Corrió algunas botellas, papeles sueltos, hasta que encontró una caja de madera. Era una caja vieja, con un grabado a mano que decía “habanos”.

–Esta es la caja –dijo Oliver.

–Ya váyanse –escuchamos.

El tipo estaba parado en el medio de la sala, y sostenía una escopeta de doble caño que apuntaba directamente a la cabeza de Oliver. Oliver escondió tras de sí la caja. El tipo sacó el seguro del arma y dijo:

–Uno.

–Nos vamos –dije, tomé a Oliver del brazo y empecé a caminar–. Lo siento, realmente lo siento. Y siento lo de su mujer también, yo…

Tenía que hacer fuerza para que Oliver me siguiera, como las madres tiran de los chicos caprichosos.

–Dos.

Pasamos cerca de él, la escopeta a un metro de la cabeza de Oliver.

–Lo siento –volví a decir.

Ya estábamos cerca de la puerta. Hice salir primero a Oliver para que el tipo no viera que se llevaba la caja.

–Tres.

Solté a Oliver y corrí. No sé si él tuvo miedo o no, pero no corrió. Subimos a la camioneta. Dejó la caja sobre el asiento, encendió el motor, y salimos en la dirección en la que veníamos. La camioneta dio algunos saltos en la cuneta y al salir a la ruta, pero Oliver no dijo nada. Sólo un rato después, sin quitar los ojos del camino, dijo:

–Abrila.

–Deberíamos…

–Abrila, maricón.

Tomé la caja. Era liviana y demasiado chica para contener una fortuna. Tenía una llave de fantasía, como de cofre. La abrí.

–¿Qué hay? ¿Cuánto? ¿Cuánto?

–Vos manejá –dije–, creo que sólo son papeles.

Oliver se volvía cada tanto para espiar lo que yo revisaba. Había un nombre grabado en la contratapa de madera, decía “Irman”, y debajo había una foto del tipo muy joven, sentado sobre unas valijas en una terminal, parecía feliz. Me pregunté quién le habría sacado la foto. También había cartas encabezadas con su nombre: “Querido Irman”, “Irman, mi amor”, poesías firmadas por él, un caramelo de menta hecho polvo y una medalla de plástico al mejor poeta del año, con el logo de un club social.

–¿Hay plata sí o no?

–Son cartas –dije.

De un manotazo, Oliver me quitó la caja y la tiró por la ventanilla.
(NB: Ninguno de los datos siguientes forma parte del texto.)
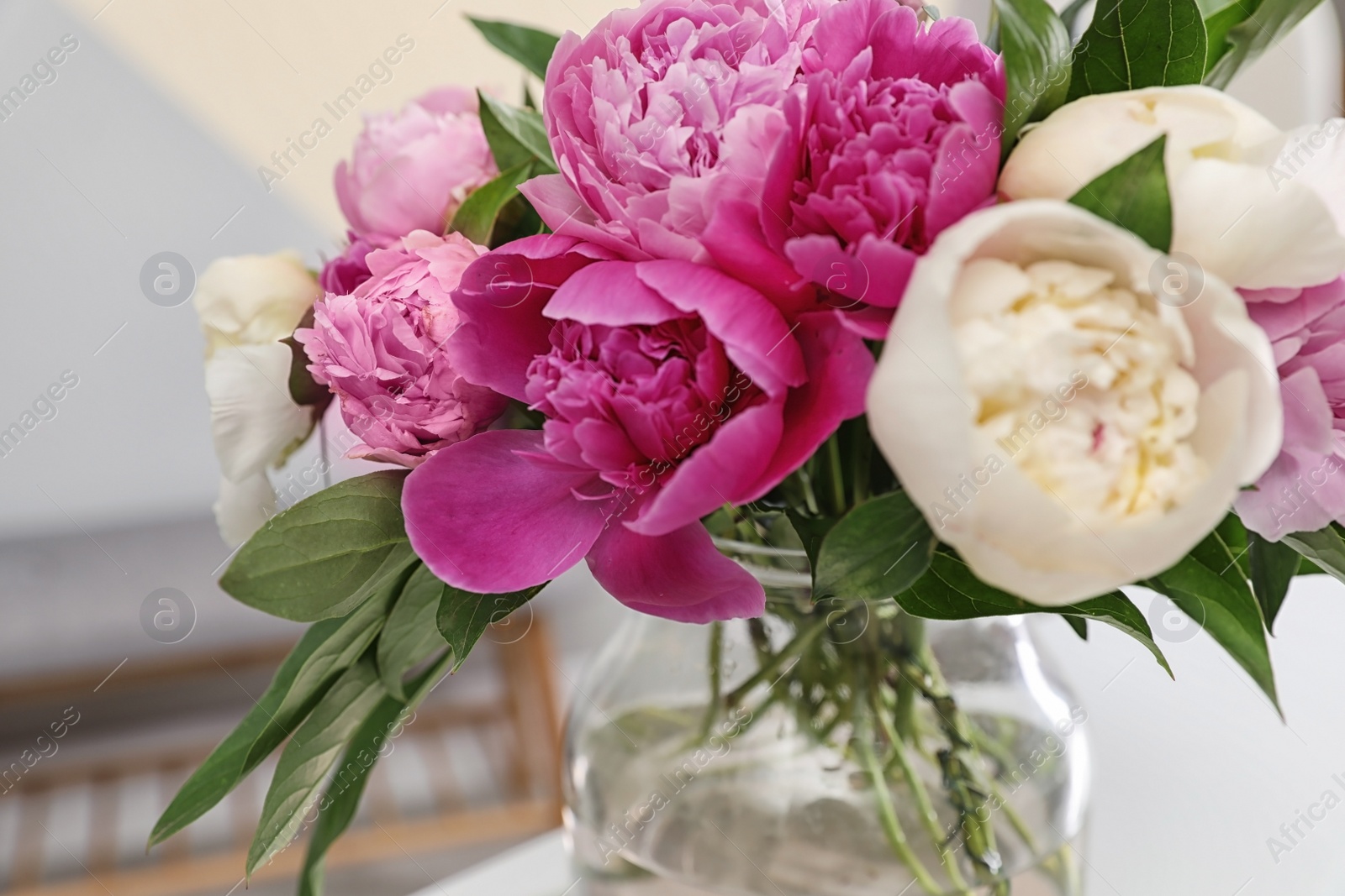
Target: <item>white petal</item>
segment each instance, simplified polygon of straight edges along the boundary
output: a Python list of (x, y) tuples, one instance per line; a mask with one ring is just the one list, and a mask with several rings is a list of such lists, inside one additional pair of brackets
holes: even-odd
[(1345, 235), (1306, 183), (1201, 159), (1170, 185), (1173, 251), (1240, 289), (1315, 286), (1345, 270)]
[[(1208, 473), (1165, 513), (1085, 524), (976, 426), (948, 308), (972, 257), (1015, 265), (1072, 261), (1110, 270), (1118, 286), (1138, 293), (1147, 292), (1159, 255), (1132, 234), (1059, 201), (999, 206), (944, 231), (916, 265), (869, 387), (869, 426), (902, 486), (978, 576), (1029, 600), (1071, 603), (1170, 567), (1278, 450), (1278, 376), (1267, 365), (1264, 333), (1228, 286), (1206, 281), (1182, 313), (1202, 387), (1192, 445)], [(998, 469), (986, 474), (991, 463)]]
[(274, 463), (312, 429), (289, 396), (288, 345), (227, 345), (206, 361), (210, 429), (225, 477), (241, 482)]
[[(227, 344), (285, 339), (321, 294), (295, 253), (218, 258), (200, 275), (192, 305), (202, 326)], [(213, 340), (211, 348), (219, 341)]]
[(219, 500), (215, 501), (214, 510), (221, 537), (234, 548), (276, 516), (276, 490), (265, 473), (250, 476), (242, 482), (219, 477)]

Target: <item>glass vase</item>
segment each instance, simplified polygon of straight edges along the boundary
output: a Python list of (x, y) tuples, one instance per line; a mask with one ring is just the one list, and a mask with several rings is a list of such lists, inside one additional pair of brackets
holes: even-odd
[(629, 619), (578, 682), (565, 822), (588, 896), (1075, 896), (1085, 711), (1021, 618), (812, 600), (722, 551), (760, 619)]

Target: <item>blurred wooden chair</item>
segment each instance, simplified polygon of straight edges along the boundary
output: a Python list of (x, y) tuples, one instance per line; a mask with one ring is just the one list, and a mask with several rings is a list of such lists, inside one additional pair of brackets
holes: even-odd
[[(463, 676), (472, 678), (469, 693), (455, 693), (453, 680), (444, 682), (374, 767), (359, 814), (327, 856), (328, 872), (404, 854), (523, 838), (560, 823), (560, 717), (546, 626), (534, 618), (523, 623), (526, 634), (516, 637), (519, 622), (508, 622), (495, 629), (494, 645), (487, 642), (488, 633), (477, 647), (483, 656), (473, 656), (464, 670)], [(100, 699), (144, 703), (164, 688), (180, 692), (196, 681), (218, 682), (226, 674), (235, 684), (249, 678), (260, 682), (289, 646), (217, 653), (214, 658), (194, 653), (191, 660), (157, 665), (141, 662), (112, 677), (101, 686)], [(495, 674), (482, 674), (491, 669)], [(59, 707), (89, 704), (95, 681), (71, 676), (59, 682), (7, 685), (0, 688), (0, 717), (20, 705), (56, 707), (59, 713)], [(78, 724), (71, 732), (66, 743), (78, 739)], [(12, 832), (11, 844), (0, 842), (0, 862), (4, 856), (12, 857), (8, 869), (0, 865), (3, 892), (233, 892), (230, 887), (242, 883), (274, 756), (192, 827), (145, 854), (144, 842), (157, 813), (208, 755), (218, 736), (213, 732), (206, 740), (198, 735), (188, 743), (130, 736), (120, 746), (116, 737), (98, 740), (102, 746), (83, 755), (62, 759), (58, 750), (0, 795), (0, 811), (17, 815), (16, 822), (0, 825), (0, 838)], [(129, 803), (141, 806), (139, 815)], [(58, 805), (63, 821), (54, 818)], [(153, 811), (144, 811), (149, 806)], [(304, 852), (304, 842), (292, 845), (253, 880), (293, 876)]]

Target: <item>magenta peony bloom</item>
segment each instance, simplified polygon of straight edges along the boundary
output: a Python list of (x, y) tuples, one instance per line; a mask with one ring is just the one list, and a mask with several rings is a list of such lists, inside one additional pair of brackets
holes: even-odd
[(834, 3), (651, 0), (566, 34), (543, 103), (561, 173), (525, 195), (557, 232), (624, 258), (709, 261), (710, 214), (760, 193), (803, 43)]
[(412, 547), (469, 591), (527, 588), (586, 557), (636, 610), (757, 615), (761, 586), (699, 520), (761, 497), (861, 414), (873, 357), (834, 312), (791, 326), (712, 267), (609, 258), (531, 236), (463, 275), (453, 365), (546, 423), (483, 433), (412, 473)]
[(374, 275), (364, 263), (364, 257), (377, 247), (355, 231), (350, 231), (346, 236), (350, 239), (346, 251), (323, 265), (323, 271), (317, 275), (317, 283), (324, 293), (350, 296), (356, 286)]
[(351, 296), (328, 293), (313, 328), (296, 330), (313, 379), (364, 441), (348, 457), (416, 466), (503, 412), (507, 399), (464, 380), (443, 348), (457, 326), (449, 292), (484, 251), (459, 234), (416, 231), (370, 253), (373, 277)]
[[(806, 281), (834, 306), (896, 308), (935, 236), (994, 201), (1002, 63), (966, 19), (924, 28), (897, 0), (846, 0), (803, 70), (761, 201), (721, 203), (705, 244), (777, 301), (806, 302)], [(886, 317), (853, 320), (882, 339)]]
[(1275, 349), (1284, 445), (1233, 508), (1272, 541), (1345, 523), (1345, 278), (1243, 297)]
[(496, 173), (476, 95), (444, 87), (366, 118), (351, 164), (336, 165), (336, 199), (351, 230), (391, 246), (413, 230), (443, 234), (467, 195)]

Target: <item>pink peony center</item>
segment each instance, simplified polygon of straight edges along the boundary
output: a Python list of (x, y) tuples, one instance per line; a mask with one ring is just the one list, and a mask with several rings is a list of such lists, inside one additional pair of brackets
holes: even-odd
[(959, 121), (950, 87), (907, 78), (846, 86), (822, 73), (810, 90), (819, 95), (794, 185), (798, 222), (847, 243), (877, 234), (924, 253), (933, 239), (924, 206), (935, 159)]
[(699, 318), (644, 326), (560, 321), (550, 341), (526, 386), (527, 400), (547, 416), (546, 449), (597, 470), (613, 488), (652, 486), (761, 395)]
–¿Qué hacés? –me volví un segundo para ver las cosas ya desparramadas sobre el asfalto, los papeles todavía en el aire, la medalla rebotando una o dos veces más, cada vez más lejos.

–Son cartas –dijo.

Y un rato después:

–Mirá… Tendríamos que haber parado acá. “Parrilla libre”, ¿leíste? ¿Qué costaba? –y se sacudió inquieto en el asiento, como si realmente lo lamentara.